BY Eliza Williams in Reviews | 05 JUN 08
Featured in
Issue 116

Milly Thompson

Peer, London, UK

E
BY Eliza Williams in Reviews | 05 JUN 08

Milly Thompson, La danse de l'amour et de la haine de soi (The dance of self-love and self-hate, 2005)

The first steps into a solo career after achieving success as part of a group are never easy, yet this is the situation that Milly Thompson faces in her exhibition at Peer. Thompson was part of the prominent art collective BANK, which in the 1990s staged a series of exhibitions that pilloried the contemporary art scene. Members dropped out slowly over the years until the group finally broke up in 2005, by which time Thompson had been part of BANK for 15 years. It is thus inevitable that the group casts a long shadow over her new endeavours, but happily she brings those experiences into her latest work.

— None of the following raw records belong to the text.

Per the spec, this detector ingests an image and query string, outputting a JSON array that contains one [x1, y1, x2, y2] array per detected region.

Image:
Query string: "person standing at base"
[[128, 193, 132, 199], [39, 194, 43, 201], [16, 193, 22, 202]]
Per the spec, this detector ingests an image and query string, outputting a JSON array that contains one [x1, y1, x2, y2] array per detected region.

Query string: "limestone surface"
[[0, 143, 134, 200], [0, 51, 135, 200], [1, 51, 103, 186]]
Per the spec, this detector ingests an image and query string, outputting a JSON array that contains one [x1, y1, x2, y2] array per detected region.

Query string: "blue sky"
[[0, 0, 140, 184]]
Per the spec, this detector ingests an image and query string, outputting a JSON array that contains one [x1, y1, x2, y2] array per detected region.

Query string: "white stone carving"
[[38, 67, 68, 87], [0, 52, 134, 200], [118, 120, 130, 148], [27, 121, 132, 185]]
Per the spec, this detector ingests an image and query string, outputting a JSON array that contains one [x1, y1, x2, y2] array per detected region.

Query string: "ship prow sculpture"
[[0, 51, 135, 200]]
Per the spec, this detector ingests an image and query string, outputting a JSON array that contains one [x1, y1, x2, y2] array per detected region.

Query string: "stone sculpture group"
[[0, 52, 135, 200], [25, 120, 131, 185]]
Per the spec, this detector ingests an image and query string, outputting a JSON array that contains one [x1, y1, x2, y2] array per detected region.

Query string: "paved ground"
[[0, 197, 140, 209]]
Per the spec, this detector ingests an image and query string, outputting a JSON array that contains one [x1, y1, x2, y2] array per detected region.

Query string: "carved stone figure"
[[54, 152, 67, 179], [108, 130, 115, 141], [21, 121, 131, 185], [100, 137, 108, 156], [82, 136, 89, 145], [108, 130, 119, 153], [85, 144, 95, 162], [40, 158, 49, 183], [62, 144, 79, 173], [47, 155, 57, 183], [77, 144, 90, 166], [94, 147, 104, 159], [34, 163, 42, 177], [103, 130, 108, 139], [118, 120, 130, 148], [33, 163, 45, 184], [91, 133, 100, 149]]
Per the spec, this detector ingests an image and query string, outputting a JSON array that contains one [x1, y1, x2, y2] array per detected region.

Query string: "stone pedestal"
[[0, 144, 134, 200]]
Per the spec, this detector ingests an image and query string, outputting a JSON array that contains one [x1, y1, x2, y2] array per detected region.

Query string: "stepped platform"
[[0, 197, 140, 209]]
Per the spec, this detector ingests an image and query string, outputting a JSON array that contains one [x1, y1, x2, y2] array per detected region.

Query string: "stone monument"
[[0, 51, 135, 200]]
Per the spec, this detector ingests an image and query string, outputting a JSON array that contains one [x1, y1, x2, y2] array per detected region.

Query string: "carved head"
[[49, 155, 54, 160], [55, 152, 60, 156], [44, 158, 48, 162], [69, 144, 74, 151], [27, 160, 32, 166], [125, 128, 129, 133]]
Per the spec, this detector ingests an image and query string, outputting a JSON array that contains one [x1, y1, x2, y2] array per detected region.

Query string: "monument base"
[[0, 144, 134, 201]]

For its subject matter this show continues to draw on the machinations of the art world, and particularly on what it means to be an artist in today’s commercially driven market. Two of the works focus on Thompson herself: she performs a subtle dance between revealing fears of mediocrity or failure and critiquing the art world’s over-interest in such personal disclosures. This is most prevalent in Opera (all works 2008), a text piece contained in a short book that visitors are encouraged to keep. BANK was renowned for its witty use of wordplay, both in its exhibition titles and in works created by the group, and this dexterity is evident in Opera, where Thompson explores the art-world preoccupation with the question-and-answer artist interview.

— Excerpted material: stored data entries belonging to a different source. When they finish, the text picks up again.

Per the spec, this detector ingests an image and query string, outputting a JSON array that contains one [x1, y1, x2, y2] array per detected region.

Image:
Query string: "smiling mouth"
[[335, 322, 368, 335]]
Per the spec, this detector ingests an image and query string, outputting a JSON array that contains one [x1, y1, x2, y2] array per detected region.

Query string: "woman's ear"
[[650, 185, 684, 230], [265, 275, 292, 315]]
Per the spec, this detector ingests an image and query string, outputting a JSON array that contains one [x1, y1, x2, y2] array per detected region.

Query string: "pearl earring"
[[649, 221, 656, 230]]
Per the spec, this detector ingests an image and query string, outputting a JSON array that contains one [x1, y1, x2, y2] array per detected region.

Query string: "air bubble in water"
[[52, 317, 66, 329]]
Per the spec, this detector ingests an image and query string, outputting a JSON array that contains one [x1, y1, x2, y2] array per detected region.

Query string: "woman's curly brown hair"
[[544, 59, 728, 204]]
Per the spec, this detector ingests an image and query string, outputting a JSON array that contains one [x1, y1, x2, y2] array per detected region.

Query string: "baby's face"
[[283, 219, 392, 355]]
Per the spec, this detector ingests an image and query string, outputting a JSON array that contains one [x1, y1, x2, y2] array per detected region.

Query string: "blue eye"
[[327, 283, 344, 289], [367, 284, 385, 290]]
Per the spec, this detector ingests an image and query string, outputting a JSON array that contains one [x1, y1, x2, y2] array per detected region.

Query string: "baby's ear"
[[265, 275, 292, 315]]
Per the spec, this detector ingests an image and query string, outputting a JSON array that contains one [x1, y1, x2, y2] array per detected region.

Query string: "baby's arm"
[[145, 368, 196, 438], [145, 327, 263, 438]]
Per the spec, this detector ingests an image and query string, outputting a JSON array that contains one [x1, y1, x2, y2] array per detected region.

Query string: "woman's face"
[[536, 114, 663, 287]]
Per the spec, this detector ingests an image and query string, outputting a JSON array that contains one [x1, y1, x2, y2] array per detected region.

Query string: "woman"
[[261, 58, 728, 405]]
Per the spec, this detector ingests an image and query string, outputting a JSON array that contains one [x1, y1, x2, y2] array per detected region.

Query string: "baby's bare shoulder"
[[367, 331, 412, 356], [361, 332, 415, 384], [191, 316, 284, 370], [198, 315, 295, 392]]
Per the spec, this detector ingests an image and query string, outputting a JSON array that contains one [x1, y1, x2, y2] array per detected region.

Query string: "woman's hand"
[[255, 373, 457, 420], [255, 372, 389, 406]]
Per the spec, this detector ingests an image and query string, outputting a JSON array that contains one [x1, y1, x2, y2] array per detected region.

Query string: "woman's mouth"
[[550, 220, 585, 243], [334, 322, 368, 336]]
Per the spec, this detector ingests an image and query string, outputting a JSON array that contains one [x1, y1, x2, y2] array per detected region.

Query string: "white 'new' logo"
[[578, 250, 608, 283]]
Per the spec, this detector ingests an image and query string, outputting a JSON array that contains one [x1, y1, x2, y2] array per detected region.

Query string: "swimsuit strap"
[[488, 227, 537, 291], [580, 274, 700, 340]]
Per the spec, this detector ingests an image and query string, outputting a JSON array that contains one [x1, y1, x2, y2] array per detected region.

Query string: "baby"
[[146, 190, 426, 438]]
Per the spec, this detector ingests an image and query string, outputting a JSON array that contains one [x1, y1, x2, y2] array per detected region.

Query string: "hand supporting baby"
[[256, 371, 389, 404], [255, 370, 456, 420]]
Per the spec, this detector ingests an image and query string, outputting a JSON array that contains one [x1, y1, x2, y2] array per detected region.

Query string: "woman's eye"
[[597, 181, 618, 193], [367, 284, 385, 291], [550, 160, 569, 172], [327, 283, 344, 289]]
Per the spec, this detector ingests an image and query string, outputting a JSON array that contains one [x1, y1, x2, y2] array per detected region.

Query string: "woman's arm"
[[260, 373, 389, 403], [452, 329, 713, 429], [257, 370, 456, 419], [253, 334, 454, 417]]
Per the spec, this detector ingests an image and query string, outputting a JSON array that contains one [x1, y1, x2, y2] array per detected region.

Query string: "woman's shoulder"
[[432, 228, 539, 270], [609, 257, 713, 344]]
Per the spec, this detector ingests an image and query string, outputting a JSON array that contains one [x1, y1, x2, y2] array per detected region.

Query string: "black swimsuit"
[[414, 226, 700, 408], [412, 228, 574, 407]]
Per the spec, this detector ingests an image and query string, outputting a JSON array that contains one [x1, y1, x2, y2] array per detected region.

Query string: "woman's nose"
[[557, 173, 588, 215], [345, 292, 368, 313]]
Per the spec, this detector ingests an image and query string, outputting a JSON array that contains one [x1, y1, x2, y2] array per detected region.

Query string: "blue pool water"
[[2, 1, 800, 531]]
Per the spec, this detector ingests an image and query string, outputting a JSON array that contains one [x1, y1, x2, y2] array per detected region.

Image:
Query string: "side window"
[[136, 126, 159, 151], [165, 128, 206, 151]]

The piece begins conventionally enough. Thompson and an anonymous interviewer discuss BANK, and particularly the success and sense of belonging that came with being part of the group: ‘We really cracked it. We were the beautiful people. It was great.’ Proceedings, though, suddenly take an unexpected turn, and new voices – of other artists and writers – appear scattered throughout the conversation. These are woven into the text rather than presented as simple quotations (although their origin is revealed in footnotes), and serve to disrupt the intimate flow of the interview while simultaneously hiding Thompson within it. Thompson uses the pseudo-interview to critique both the self-conscious nature of interviews and the way they are used to explain art works to an audience. In alerting us to this game-playing, though, questions of authenticity arise, which are, of course, also tackled by Thompson in the interview.

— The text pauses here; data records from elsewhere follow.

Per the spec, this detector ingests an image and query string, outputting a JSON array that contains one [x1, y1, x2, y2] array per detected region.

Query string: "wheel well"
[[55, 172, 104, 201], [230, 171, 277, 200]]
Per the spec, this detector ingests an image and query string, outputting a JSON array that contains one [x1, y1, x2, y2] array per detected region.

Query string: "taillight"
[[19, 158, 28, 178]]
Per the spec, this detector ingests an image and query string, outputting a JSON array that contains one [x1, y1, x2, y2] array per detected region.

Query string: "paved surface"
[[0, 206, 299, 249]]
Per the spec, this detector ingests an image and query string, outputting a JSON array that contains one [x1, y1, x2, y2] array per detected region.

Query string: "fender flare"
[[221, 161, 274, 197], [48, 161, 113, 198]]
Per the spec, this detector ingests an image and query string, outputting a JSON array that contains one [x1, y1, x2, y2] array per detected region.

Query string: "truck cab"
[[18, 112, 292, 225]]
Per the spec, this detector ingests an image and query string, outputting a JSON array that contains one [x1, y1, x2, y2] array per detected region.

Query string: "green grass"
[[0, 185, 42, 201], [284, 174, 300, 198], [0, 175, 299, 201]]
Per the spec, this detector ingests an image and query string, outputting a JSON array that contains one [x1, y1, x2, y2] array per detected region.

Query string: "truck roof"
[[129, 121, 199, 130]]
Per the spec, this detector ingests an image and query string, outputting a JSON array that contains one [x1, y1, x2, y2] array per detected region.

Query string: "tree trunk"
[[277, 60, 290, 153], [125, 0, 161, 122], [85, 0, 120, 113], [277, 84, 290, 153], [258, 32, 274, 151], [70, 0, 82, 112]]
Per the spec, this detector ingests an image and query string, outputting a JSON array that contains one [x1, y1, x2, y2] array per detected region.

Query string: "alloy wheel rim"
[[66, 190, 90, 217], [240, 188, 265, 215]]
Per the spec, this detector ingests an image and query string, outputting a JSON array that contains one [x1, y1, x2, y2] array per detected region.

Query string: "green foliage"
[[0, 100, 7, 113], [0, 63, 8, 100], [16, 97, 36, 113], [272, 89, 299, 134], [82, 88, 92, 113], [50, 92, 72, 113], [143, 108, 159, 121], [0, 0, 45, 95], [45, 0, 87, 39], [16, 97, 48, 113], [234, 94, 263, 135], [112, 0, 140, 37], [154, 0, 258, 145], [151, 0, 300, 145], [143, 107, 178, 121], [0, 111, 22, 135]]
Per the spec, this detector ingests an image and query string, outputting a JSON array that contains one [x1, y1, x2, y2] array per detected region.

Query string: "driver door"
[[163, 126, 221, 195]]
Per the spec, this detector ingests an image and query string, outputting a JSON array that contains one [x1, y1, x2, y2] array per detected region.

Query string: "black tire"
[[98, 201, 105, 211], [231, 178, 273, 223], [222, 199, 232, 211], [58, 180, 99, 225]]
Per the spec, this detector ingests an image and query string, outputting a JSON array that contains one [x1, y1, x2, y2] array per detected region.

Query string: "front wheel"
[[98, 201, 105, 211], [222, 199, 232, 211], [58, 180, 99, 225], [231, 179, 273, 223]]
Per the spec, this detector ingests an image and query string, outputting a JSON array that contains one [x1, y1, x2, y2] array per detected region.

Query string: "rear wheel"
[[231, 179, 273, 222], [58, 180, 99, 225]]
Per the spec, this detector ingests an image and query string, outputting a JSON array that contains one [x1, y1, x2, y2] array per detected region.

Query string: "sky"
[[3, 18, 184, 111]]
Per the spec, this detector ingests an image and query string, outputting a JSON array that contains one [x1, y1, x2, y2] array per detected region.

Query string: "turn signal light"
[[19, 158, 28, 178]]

In the photographic work La danse de l’amour et de la haine de soi (The dance of self-love and self-hate, 2005) Thompson is on her own. She remains both present yet hidden – quite literally – by appearing in the centre of the work but shrouded almost completely beneath a blanket, slumped and dejected as though overwhelmed by the work at hand. Despite this, the studio in which she is placed is strangely impersonal. With its empty champagne bottle and coffee jug, and its walls strewn with source photographs and drawings, it fulfils all expectations of the ‘artist’s studio’ while revealing little.

A series of drawings, of figures sketched alone but grouped as though at some kind of dinner party, is similarly hard to penetrate. The figures are disengaged from the audience – avoiding eye contact and presented with their mouths either covered or simply erased. More observational analysis is encouraged in a video work, Basking in the melodrama of my own self-consciousness, which reveals a middle-aged woman sitting alone in an outdoor café. Her dress and demeanour signify that she is wealthy, but we are left to speculate idly on her importance to Thompson, with few clues, although in the interview she is explained as signifying a terror of ageing and loneliness. Edited into the video are stock images of hand-crafted pottery and footage of expressive dance, all of which appear hopelessly unfashionable in the glare of a white cube space.

By contrast, a series of brightly coloured Modernist sculptures that round off the exhibition are confident. While the materials used are basic – they are constructed from the humble balsa wood – neatly undercutting any slickness, the works are subtitled ‘a curator’s friend’, teasingly acknowledging the sculptures’ easy, fashionable style.

Self-consciousness runs throughout the works here, yet with Thompson’s gently humorous and insightful touch they never become self-indulgent. Thompson reveals a multitude of opinions and ideas on the contemporary art world while never clarifying where her own sentiments lie, alluding to the performance that is inherent in being an artist and to the genuine anxieties that such role-playing entails.